How to Scrape YellowPages.com Business Data and Reviews?

YellowPages.com is one of the largest online business directories in the US, containing millions of listings and reviews for local businesses across the country. For data scientists, marketers, or business analysts, scraping YellowPages can provide a wealth of data for research, lead generation, and competitive analysis.

In this comprehensive guide, we'll walk through step-by-step how to build a robust web scraper to extract key business information and reviews from YellowPages using Python. Let's get started!

Why Scrape YellowPages?

Here are some of the key reasons you may want to scrape data from YellowPages:

Market research – Analyze competitors, pricing, locations, categories
Lead generation – Contact info for sales outreach
Reputation monitoring – Track customer sentiment and ratings
Data enrichment – Enhance business databases with additional info
SEO monitoring – Track online presence of competitors
Offline to online mapping – Connect offline business data to online profiles

This data can provide powerful insights for a wide range of applications in sales, marketing, and analytics.

Is it Legal to Scrape YellowPages.com?

An important question that comes up is whether scraping YellowPages is legal.
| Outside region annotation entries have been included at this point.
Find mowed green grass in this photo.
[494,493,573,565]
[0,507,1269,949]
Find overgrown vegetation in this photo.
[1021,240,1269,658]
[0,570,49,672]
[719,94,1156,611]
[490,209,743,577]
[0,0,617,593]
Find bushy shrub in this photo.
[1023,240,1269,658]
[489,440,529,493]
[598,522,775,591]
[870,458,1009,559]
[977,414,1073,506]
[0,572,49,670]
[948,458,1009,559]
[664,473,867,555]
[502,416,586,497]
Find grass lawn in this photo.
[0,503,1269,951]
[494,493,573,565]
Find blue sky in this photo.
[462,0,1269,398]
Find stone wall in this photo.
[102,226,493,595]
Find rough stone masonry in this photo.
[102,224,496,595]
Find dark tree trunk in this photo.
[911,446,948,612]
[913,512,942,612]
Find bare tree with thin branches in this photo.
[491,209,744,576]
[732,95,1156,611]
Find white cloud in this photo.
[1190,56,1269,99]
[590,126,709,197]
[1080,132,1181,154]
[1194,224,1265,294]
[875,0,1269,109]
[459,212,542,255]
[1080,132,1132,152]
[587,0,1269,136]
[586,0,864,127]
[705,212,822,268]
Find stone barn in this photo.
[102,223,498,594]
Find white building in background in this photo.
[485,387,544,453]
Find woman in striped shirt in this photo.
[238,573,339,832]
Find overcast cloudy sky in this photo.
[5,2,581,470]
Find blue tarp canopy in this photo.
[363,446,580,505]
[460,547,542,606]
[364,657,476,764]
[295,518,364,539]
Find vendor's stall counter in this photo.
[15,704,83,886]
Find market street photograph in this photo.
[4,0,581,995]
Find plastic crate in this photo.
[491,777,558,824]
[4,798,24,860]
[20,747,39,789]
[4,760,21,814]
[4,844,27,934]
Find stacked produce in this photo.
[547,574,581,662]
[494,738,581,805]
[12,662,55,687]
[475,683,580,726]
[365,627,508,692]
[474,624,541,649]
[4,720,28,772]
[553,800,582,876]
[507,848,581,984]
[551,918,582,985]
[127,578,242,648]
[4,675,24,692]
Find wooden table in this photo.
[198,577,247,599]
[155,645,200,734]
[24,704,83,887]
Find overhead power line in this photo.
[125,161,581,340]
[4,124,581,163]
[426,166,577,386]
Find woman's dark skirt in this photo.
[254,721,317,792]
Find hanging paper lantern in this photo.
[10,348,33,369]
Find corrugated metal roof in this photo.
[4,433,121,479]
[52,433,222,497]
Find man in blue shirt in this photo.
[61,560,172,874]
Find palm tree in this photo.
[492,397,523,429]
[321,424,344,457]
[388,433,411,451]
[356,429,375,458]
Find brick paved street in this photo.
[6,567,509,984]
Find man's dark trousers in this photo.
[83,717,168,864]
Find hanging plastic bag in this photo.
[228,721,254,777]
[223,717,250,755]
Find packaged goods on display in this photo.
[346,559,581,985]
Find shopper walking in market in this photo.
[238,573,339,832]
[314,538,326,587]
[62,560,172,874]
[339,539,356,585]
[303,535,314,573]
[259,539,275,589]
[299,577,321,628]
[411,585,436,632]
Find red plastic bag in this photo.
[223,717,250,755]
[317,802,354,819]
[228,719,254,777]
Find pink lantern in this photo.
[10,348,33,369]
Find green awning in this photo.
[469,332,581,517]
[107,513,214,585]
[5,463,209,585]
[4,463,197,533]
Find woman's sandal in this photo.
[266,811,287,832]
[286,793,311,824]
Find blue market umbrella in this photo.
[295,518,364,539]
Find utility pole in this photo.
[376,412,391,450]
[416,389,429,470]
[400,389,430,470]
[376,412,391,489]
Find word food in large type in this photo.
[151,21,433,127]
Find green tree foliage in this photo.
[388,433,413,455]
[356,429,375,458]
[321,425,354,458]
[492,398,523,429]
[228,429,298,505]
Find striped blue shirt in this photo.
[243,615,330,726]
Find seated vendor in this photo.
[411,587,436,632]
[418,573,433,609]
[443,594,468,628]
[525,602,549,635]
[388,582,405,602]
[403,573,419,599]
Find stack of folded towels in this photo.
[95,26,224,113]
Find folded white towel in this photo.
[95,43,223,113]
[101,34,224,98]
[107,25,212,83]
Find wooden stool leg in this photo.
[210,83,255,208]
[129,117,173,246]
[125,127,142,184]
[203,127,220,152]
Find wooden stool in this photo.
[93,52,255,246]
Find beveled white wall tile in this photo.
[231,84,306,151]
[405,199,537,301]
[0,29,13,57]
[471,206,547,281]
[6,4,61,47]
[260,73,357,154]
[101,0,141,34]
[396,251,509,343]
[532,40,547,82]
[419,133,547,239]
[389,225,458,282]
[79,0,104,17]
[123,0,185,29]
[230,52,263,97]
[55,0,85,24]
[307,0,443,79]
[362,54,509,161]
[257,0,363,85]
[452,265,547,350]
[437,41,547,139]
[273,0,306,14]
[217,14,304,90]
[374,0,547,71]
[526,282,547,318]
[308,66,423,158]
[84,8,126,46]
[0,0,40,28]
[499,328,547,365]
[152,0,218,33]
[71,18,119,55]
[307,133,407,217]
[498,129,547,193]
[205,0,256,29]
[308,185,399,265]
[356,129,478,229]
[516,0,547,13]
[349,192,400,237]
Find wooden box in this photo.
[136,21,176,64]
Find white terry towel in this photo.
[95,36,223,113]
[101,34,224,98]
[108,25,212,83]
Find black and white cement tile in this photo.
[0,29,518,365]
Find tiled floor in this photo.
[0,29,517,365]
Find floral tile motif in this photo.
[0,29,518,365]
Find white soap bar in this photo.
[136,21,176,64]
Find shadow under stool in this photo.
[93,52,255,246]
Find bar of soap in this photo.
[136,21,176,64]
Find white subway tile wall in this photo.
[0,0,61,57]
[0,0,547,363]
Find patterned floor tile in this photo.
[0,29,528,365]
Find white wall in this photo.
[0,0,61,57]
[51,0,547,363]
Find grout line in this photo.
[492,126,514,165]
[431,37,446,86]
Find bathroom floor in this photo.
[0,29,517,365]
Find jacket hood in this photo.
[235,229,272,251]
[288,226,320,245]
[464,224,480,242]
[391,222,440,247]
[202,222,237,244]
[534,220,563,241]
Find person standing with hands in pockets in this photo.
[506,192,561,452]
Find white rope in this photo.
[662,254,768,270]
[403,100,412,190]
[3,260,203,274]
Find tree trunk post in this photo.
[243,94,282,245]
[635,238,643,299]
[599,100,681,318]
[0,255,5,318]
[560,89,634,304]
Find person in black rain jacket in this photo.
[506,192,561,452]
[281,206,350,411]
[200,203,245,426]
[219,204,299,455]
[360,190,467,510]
The short answer is yes, as long as you follow proper ethical scraping practices:

Scrape publicly accessible data only
Use the data for internal analysis or non-commercial purposes
Scrape at a reasonable rate (a few requests per second)
Provide value and do not overburden the site
Don't violate YellowPages's Terms of Service

That said, always consult an attorney to understand legal risks for your specific use case and location. But for many internal analytics and research applications, YellowPages scraping falls into ethical gray areas.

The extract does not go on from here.